Getting Blood From a (Supplier) Scorecard

As the cliche goes, you can't get blood from a stone. And the same could be said for getting actionable information from a supplier scorecard. Last week, I came across this excerpt from a Ventana Research Study that shows performance management approaches -- including scorecards -- are limited in supply chain operations. This is not good news, because even scorecards alone are not enough to gain an actionable perspective into how a supply base is performing overtime. The fact that, according to the study, "the specific supply chain operations not being served by scorecards include product design, planning, sourcing and procurement, manufacturing, fulfillment, distribution and delivery, and returns" is quite disconcerting indeed.

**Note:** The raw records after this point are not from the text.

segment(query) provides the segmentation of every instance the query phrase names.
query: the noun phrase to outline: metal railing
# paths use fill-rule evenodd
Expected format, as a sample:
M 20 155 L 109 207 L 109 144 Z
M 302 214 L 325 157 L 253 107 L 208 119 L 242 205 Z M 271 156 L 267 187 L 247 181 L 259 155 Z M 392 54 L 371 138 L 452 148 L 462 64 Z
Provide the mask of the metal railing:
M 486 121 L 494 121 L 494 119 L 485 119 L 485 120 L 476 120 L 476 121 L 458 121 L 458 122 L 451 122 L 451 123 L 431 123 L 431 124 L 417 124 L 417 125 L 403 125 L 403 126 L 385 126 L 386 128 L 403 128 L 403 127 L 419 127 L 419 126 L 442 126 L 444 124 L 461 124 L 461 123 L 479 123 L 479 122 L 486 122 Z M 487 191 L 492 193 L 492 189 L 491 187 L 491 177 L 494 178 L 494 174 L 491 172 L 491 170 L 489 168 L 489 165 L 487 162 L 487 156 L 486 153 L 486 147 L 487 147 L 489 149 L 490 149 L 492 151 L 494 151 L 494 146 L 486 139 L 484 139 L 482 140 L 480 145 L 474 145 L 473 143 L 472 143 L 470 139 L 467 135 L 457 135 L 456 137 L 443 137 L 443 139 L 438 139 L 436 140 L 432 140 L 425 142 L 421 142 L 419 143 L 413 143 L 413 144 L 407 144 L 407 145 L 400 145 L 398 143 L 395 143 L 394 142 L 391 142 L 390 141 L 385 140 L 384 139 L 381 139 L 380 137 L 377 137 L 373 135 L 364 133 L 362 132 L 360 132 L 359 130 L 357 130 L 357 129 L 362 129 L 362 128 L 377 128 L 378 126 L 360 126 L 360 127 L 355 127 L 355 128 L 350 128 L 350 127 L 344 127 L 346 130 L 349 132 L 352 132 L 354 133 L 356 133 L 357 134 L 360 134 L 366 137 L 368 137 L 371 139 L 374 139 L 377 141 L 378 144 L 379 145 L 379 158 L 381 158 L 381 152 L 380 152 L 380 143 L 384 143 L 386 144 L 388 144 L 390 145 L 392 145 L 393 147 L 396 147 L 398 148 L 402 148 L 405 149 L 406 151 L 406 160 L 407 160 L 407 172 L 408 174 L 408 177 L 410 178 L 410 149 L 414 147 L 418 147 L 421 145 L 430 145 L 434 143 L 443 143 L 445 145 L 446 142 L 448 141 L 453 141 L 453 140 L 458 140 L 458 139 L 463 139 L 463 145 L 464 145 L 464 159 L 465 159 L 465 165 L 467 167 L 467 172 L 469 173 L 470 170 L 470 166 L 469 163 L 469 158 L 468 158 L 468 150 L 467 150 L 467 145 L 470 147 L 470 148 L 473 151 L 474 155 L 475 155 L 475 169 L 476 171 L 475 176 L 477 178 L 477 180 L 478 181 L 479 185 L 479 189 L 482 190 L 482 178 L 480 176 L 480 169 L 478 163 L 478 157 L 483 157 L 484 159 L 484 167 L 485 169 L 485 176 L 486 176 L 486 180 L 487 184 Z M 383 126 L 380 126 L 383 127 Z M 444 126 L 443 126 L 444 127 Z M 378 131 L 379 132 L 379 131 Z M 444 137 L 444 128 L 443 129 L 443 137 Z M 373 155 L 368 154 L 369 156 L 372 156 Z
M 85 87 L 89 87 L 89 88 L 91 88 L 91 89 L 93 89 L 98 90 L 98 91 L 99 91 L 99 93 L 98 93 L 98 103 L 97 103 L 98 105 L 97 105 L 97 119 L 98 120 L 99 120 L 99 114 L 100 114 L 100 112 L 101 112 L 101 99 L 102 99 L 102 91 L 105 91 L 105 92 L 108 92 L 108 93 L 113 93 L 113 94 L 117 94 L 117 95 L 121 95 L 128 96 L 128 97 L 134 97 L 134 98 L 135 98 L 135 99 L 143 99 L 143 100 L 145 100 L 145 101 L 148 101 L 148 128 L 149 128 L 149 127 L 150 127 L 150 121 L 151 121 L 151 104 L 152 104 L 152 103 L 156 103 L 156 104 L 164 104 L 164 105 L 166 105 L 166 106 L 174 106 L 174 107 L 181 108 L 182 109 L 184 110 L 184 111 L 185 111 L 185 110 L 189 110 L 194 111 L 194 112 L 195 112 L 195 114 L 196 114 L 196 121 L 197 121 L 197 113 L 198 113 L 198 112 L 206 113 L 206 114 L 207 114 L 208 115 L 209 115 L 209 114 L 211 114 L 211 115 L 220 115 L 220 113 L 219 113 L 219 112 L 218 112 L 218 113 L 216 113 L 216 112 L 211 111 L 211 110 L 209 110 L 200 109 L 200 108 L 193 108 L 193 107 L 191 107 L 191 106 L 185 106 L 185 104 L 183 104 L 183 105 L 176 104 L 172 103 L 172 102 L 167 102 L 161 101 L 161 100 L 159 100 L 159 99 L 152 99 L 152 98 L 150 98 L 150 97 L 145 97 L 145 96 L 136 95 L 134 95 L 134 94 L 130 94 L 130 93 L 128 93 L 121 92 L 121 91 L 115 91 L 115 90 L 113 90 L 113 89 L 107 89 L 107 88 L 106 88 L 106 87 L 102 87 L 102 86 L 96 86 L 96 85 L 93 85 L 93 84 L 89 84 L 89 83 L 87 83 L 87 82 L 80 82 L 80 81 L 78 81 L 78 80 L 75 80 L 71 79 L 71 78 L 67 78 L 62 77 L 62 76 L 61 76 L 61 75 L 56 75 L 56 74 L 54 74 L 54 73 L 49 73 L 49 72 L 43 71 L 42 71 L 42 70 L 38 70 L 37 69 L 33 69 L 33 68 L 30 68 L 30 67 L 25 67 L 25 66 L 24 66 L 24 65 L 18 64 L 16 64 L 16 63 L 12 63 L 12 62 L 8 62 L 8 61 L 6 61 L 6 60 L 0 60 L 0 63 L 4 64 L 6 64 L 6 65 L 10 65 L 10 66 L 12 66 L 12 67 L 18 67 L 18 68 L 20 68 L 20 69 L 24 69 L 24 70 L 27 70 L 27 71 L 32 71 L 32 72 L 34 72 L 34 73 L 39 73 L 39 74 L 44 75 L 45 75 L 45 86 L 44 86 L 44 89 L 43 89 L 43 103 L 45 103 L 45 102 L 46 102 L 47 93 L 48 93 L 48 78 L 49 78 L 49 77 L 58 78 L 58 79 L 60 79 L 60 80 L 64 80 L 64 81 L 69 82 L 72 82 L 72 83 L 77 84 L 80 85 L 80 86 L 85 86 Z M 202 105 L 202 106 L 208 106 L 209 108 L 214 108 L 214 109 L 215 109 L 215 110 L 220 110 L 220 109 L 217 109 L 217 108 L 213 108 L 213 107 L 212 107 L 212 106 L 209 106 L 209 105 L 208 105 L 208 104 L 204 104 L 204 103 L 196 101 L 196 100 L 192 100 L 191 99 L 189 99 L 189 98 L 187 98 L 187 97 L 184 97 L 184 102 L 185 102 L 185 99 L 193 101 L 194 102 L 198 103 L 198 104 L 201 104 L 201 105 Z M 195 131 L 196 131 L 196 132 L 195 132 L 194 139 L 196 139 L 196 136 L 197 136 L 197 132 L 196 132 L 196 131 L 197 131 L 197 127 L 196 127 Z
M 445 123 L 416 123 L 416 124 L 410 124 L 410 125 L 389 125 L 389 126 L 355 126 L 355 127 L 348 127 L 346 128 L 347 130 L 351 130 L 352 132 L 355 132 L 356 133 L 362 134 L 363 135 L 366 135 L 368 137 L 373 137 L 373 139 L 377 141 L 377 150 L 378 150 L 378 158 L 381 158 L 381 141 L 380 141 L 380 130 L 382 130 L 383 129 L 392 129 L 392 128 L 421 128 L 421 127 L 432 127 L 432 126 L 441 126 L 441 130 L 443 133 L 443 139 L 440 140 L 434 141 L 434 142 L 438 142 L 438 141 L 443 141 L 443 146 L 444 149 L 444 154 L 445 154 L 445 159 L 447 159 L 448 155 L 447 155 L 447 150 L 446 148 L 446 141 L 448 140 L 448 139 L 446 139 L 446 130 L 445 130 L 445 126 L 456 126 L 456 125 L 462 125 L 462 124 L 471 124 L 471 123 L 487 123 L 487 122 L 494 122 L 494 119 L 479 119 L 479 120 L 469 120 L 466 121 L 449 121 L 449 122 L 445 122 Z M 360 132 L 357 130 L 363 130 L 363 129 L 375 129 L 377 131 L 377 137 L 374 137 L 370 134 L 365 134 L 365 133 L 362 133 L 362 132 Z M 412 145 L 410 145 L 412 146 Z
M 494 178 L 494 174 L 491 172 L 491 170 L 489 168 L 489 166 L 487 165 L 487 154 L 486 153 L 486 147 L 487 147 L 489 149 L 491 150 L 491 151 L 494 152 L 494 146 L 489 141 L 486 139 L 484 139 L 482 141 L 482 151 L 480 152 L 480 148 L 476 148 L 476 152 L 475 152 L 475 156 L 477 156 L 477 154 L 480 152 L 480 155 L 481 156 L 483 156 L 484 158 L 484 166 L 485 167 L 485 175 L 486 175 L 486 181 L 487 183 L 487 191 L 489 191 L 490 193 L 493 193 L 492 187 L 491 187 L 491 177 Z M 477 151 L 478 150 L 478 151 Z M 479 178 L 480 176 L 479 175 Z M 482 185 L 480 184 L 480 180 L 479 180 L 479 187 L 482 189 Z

Ventana Research subscribers can read the full study by clicking here. You can also read some past perspectives on supplier performance management from Spend Matters here and here.

The problem with procurement and operations scorecards is that they often look at supplier performance in isolation. For small companies with only a handful of operating sites looking to gain marginal visibility into supplier performance, this is not a big deal -- it's easy to roll-up a couple of spreadsheets on a quarterly basis to gain a broad perspective on operating trends within a supply chain. And you'll keep Redmond in business by paying the Bill Gates tax for Office and Access if you choose this approach. But this process always falls short when an organization needs a current view of performance to develop and react to changing conditions in the supply market to take action. And in addition, this model does not scale past a few operating sites even if passive data is enough. So you can take this Ventana report as doubly bad news. First, it's appalling that such a small percentage of companies are using scorecards to consider supply chain performance. Second, given these findings, it would seem that only a handful of global companies are taking a more active approach to monitoring supplier performance.